Contrairement à d'autres professions et d'autres secteurs économiques, les acteurs de la justice n'ont pas encore fait l'objet de mesures de sauvegarde économique spécifique de la part du gouvernement. "Alors que 65% des avocats n'ont aucune rentrée d'argent, 86% déclarent ne pas se rémunérer ce mois-ci pour sauver leur cabinet", précise d'ailleurs l'enquête du CNB.
"Une catastrophe pour le justiciable"
La Caisse Nationale des barreaux français (CNBF), l'organisme de sécurité sociale chargé de la gestion de la retraite et de la prévoyance des avocats, a annoncé avoir débloqué 60 millions d'euros pour les aider durant l’état d’urgence sanitaire. "25 millions d'euros sont débloqués de la réserve incapacité/décès pour abonder le fonds social de soutien aux avocats. Ces 25 millions s’ajoutent aux 7 millions d'euros de ce fond, soit un total de 32 millions pour aider les confrères" selon le CNBF. De plus "28 millions d'euros supplémentaires vont être utilisés pour diminuer la cotisation forfaitaire de la retraite de base, sans perte des droits à la retraite".

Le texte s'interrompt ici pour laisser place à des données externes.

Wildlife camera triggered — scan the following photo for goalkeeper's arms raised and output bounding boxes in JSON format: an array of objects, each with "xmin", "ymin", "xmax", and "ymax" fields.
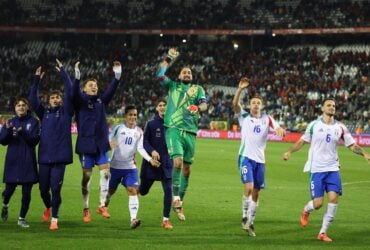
[{"xmin": 158, "ymin": 48, "xmax": 179, "ymax": 80}]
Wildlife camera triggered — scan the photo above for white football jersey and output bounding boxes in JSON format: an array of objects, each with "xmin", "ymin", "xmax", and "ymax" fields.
[
  {"xmin": 109, "ymin": 124, "xmax": 152, "ymax": 169},
  {"xmin": 238, "ymin": 110, "xmax": 279, "ymax": 163},
  {"xmin": 301, "ymin": 117, "xmax": 355, "ymax": 173}
]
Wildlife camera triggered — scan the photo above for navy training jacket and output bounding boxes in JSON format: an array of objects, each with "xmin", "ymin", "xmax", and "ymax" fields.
[
  {"xmin": 140, "ymin": 114, "xmax": 173, "ymax": 180},
  {"xmin": 73, "ymin": 78, "xmax": 119, "ymax": 154},
  {"xmin": 28, "ymin": 68, "xmax": 73, "ymax": 165},
  {"xmin": 0, "ymin": 114, "xmax": 40, "ymax": 184}
]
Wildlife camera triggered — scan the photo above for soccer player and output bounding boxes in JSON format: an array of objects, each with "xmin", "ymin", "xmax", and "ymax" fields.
[
  {"xmin": 232, "ymin": 77, "xmax": 285, "ymax": 237},
  {"xmin": 158, "ymin": 48, "xmax": 207, "ymax": 221},
  {"xmin": 0, "ymin": 98, "xmax": 40, "ymax": 228},
  {"xmin": 73, "ymin": 61, "xmax": 122, "ymax": 223},
  {"xmin": 28, "ymin": 59, "xmax": 73, "ymax": 230},
  {"xmin": 105, "ymin": 105, "xmax": 160, "ymax": 229},
  {"xmin": 283, "ymin": 98, "xmax": 370, "ymax": 242},
  {"xmin": 139, "ymin": 98, "xmax": 173, "ymax": 229}
]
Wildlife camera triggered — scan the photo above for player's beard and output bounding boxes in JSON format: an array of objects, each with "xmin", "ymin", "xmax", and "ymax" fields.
[{"xmin": 181, "ymin": 79, "xmax": 191, "ymax": 84}]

Le reports des audiences crée forcément un embouteillage dans le traitement des affaires. Pour rappel, chaque mois se déroulent en moyenne 270 procès dans les 105 cours d’assises de France. "Pour le justiciable, en terme de délais, cela va être une catastrophe. On ne le mesure pas encore mais les délais vont être encore rallongés. Dans certaines situations, cela sera dramatique" s'inquiète Me Huot.